Corría noviembre de 1863. Habían pasado cuatro meses y medio desde la derrota de los confederados en Gettysburg, cuando el presidente Abraham Lincoln, con su imponente 1,90 de estatura, su mirada glauca y su barba profética de capitán Ahab, pronunció un discurso en el cementerio militar de la localidad. Una nimiedad: solo tres minutos, menos de 300 palabras. Pero aquella brevísima alocución figura en el libro de oro de la oratoria política, mientras que las inacabables chapas televisivas de quien ya saben solo quedarán en la historia de la amnesia. En su inolvidable discurso, pronunciado para un país todavía salpicado por la sangre de una guerra fratricida, Lincoln proclamó que «esta nación, Dios mediante, tendrá un nuevo renacer en la libertad». Y prometió algo que luego sería miles de veces imitado: «Un Gobierno del pueblo, por el pueblo y para el pueblo».
El presidente fue asesinado solo dos años después. Un espía sudista le disparó en la cabeza cuando veía una obra en un teatro en Washington. Hoy su legado continúa vigente. Siempre resulta elegido en las encuestas como uno de los tres mejores mandatarios de EE.UU. Lincoln no era un santo laico. Se trataba de un estratega taimado, maniobrero en las emboscadas partidarias. Pero poseía una enorme fuerza moral, porque sus principios eran loables -libertad y democracia-, y porque poseía un proyecto limpio y ambicioso para el futuro de su nación. De esa brújula moral tal vez emane su cita más conocida: «Puedes engañar a todo el mundo algún tiempo. Puedes engañar a algunos todo el tiempo. Pero no puedes engañar a todo el mundo todo el tiempo».

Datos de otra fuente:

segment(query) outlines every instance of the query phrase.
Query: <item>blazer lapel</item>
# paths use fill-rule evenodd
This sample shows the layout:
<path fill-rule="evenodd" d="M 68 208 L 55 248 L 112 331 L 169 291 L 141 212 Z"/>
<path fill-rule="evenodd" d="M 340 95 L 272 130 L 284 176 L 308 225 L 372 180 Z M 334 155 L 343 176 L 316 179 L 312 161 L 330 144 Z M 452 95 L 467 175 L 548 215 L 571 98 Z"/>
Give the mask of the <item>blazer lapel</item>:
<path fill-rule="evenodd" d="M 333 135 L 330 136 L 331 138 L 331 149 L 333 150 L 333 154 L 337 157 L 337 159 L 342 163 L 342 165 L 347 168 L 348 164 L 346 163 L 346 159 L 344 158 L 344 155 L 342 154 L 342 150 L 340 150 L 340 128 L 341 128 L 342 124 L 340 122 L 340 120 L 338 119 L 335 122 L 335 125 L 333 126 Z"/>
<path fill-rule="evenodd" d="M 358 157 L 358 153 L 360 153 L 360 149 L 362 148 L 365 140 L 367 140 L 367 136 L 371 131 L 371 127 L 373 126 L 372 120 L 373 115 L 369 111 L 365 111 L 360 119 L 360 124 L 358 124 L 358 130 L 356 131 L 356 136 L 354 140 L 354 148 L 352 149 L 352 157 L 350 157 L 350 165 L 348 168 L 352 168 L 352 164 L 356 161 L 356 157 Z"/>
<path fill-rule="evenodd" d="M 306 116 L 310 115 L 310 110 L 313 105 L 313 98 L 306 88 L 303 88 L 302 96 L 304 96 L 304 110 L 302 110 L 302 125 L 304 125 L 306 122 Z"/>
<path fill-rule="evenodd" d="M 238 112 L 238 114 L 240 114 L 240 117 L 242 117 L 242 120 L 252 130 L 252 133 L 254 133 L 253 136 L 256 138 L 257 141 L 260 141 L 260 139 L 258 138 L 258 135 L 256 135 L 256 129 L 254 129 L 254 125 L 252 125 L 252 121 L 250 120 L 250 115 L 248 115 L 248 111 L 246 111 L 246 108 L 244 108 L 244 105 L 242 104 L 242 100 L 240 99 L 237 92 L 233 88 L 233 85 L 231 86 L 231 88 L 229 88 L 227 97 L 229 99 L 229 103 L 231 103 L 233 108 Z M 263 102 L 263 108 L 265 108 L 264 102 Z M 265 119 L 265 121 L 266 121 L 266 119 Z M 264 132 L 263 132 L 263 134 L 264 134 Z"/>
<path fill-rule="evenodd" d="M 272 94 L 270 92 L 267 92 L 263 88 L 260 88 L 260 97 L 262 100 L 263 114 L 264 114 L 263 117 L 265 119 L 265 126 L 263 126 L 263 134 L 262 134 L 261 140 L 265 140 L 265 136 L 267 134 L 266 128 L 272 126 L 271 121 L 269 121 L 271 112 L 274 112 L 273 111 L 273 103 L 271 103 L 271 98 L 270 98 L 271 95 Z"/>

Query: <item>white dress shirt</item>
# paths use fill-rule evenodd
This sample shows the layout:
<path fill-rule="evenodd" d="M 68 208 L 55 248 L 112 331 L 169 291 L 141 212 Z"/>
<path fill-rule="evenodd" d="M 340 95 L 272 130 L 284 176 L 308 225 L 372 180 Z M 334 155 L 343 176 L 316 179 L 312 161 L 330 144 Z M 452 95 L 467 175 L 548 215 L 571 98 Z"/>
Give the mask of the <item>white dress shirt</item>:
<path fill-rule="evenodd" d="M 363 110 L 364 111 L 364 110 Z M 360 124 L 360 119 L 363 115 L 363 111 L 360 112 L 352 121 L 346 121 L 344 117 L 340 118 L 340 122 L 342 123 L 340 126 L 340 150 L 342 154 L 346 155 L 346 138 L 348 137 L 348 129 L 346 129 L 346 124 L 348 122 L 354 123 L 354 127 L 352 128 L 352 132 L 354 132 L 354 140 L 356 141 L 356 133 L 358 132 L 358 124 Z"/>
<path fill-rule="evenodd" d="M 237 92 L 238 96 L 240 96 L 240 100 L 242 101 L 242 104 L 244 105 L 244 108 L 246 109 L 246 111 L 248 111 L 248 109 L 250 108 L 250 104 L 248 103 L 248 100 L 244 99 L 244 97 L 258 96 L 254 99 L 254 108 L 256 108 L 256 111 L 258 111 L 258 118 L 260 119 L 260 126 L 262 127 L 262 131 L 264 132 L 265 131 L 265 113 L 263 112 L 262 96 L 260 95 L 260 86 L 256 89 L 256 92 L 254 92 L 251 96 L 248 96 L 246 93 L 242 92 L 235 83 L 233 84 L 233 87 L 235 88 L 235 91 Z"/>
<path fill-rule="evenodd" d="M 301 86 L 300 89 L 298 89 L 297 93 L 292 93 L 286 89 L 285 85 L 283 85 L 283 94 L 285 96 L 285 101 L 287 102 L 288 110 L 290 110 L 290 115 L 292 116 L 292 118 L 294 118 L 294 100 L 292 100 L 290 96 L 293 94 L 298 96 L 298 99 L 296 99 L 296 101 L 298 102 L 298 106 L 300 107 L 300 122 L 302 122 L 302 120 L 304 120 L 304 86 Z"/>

Lincoln no conoció a Sánchez, capaz de intentar engañar a todo el mundo todo el tiempo. Esta vez ha acometido el cuádruple salto normal. Engañó a su vicepresidenta de Asuntos Económicos, pactando con Bildu a escondidas la derogación inmediata de la reforma laboral del PP, clave ante la crisis de la pandemia. Engañó al PNV, conchabándose a hurtadillas con sus rivales electorales de Bildu. Engañó a Ciudadanos, que le apoyó en el estado de alarma sin saber de su acuerdo con Bildu (ay, la bienintencionada Arrimadas, qué verde está todavía para el gran juego…). Por último, engañó también a Bildu y a Podemos, corrigiendo a medianoche lo que había firmado con ellos por la tarde, toda vez que Calviño puso el grito en el cielo, pues el disparatado acuerdo habría provocado un aluvión instantáneo de despidos y habría puesto en cuarentena el auxilio europeo. Además, la jugada es moralmente repulsiva, pues Sánchez se ha cansado de prometer que jamás pactaría con Bildu.
La gloriosa «coalición progresista» ya está a bofetada limpia. ¿Y ahora qué? En una situación de emergencia nacional, lo saludable sería un Gobierno de unidad con partidos constitucionalistas y echando a Podemos, o convocar elecciones para buscar un Ejecutivo viable. No lo veremos. Sánchez quiere el poder por el poder. Desempolvará el «Manual de Resistencia» y seguirá atornillado ahí aunque España y su Gobierno se caigan a jirones. Un presidente de cartón piedra. De ahí su interés por prorrogar a toda costa el estado de alarma.